# BVI Flag Etiquette



## Robes (May 24, 2012)

I made a pirate flag (Private Signal) to use during our BVI charter. I have seen a Conch Beneteau 403 (same boat I'm chartering) with the British flag on the what appears to be the starboard shroud, slightly above the level of the boom (~6' above deck). So they don't have it to the top of the first spreader, not close.

The boat has the open transom (swim platform) and therefore is rigged with dual back stays, hence no stern pole for home country flag. I was thinking to fly mine on the starboard shroud just below the 1st spreader, so much for that.

Not sure of the flag etiquette in this situation, can I fly it at the port shroud at the level of the 1st spreader (above the starboard union jack) ? Not sure how I could fly it off the angled back stays?

My flag measures 14" x 21" both sides same

SEE IT: BVI FLAG


----------



## Slayer (Jul 28, 2006)

I thought pirates weren't concerned with etiquette!


----------



## CS271409 (Mar 1, 2006)

Robes,
Proper flag etiquette (i.e. Chapmans etc) doesn't really accommodate any "novelty" flags nor does it allow for any indication of the citizenship of those on board. However, flag etiquette isn't really an issue in the BVIs. On our charter last fall, we saw all kinds of novelty flags, flags from universities, sports teams, state flags, provincial flags and lots of national flags. We were Canadians aboard a Moorings boat owned by someone from New York state sailing in the BVIs so we had an American flag on the stern flagstaff and a BVI courtesy flag flying from the starboard spreader halyard. Had we chosen to bring a Canadian flag, I would have flown it under the BVI courtesy flag to indicate our home turf. IMHO, it would not be cool to replace the home port flag or displace the BVI courtesy flag from its place of honour at the top of the stbd spreader with anything else. 
I don't usually like novelty flags but yours is pretty cool. There is probably a stbd burgee halyard on your charter yacht for the BVI flag and if so, I'd fly your flag under the BVI courtesy flag. If not, the backstay or shrouds would have to do.
Enjoy your trip.


----------



## Robes (May 24, 2012)

Slayer said:


> I thought pirates weren't concerned with etiquette!

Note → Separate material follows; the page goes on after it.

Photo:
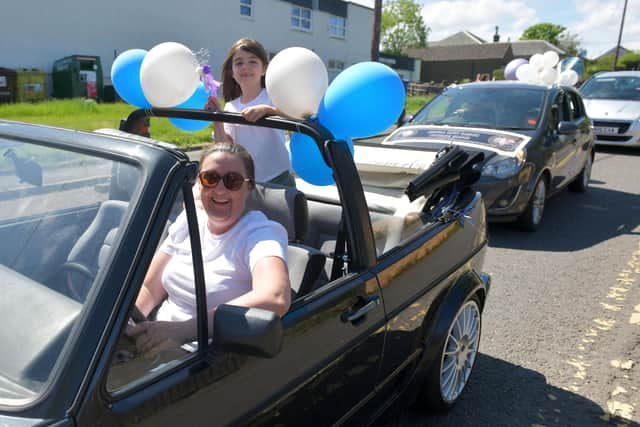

 Hey..., It's 2013, Pirates have come a long way-


----------



## gtod25 (Aug 5, 2000)

Flag Seniority

I would fly in on the Port shroud but not higher that the national flag on the Stbd. shroud.

BTW the correct ensign to be flown by vessels either registered in the BVI's or visiting the BVI's is a defaced red ensign and not the Union Flag. Mind you in my time in the BVI's I never remember seeing one flown as a courtesy flag, you could start a trend.


----------



## Robes (May 24, 2012)

gtod25 said:


> Flag Seniority
> 
> I would fly in on the Port shroud but not higher that the national flag on the Stbd. shroud.
> 
> ...


 Well, the flag you attached is what I called the Union Jack above, and it is that which flies on the boat, although I couldn't see the "VIGILATE". But, Conch Charters has it flying ~5-6' above the deck on the starboard shroud. Thanks for posting the flag & priority diagram-


----------



## MarkofSeaLife (Nov 7, 2010)

It's a BVIs charter so fly what you want, drink lots of rum and enjoy yourselves.

BUT do not remove the national flag/ensign from the aft of your boat!
I heard a story that some French Canadians in a Chartered boat removed the ensign and put up their own French Flag and got stopped by the Coast Guard who did not appreciate their sovereignty being insulted and fined them $2,000!!!!!!!

The flying of girls knickers from the mast top is allowed too.....


----------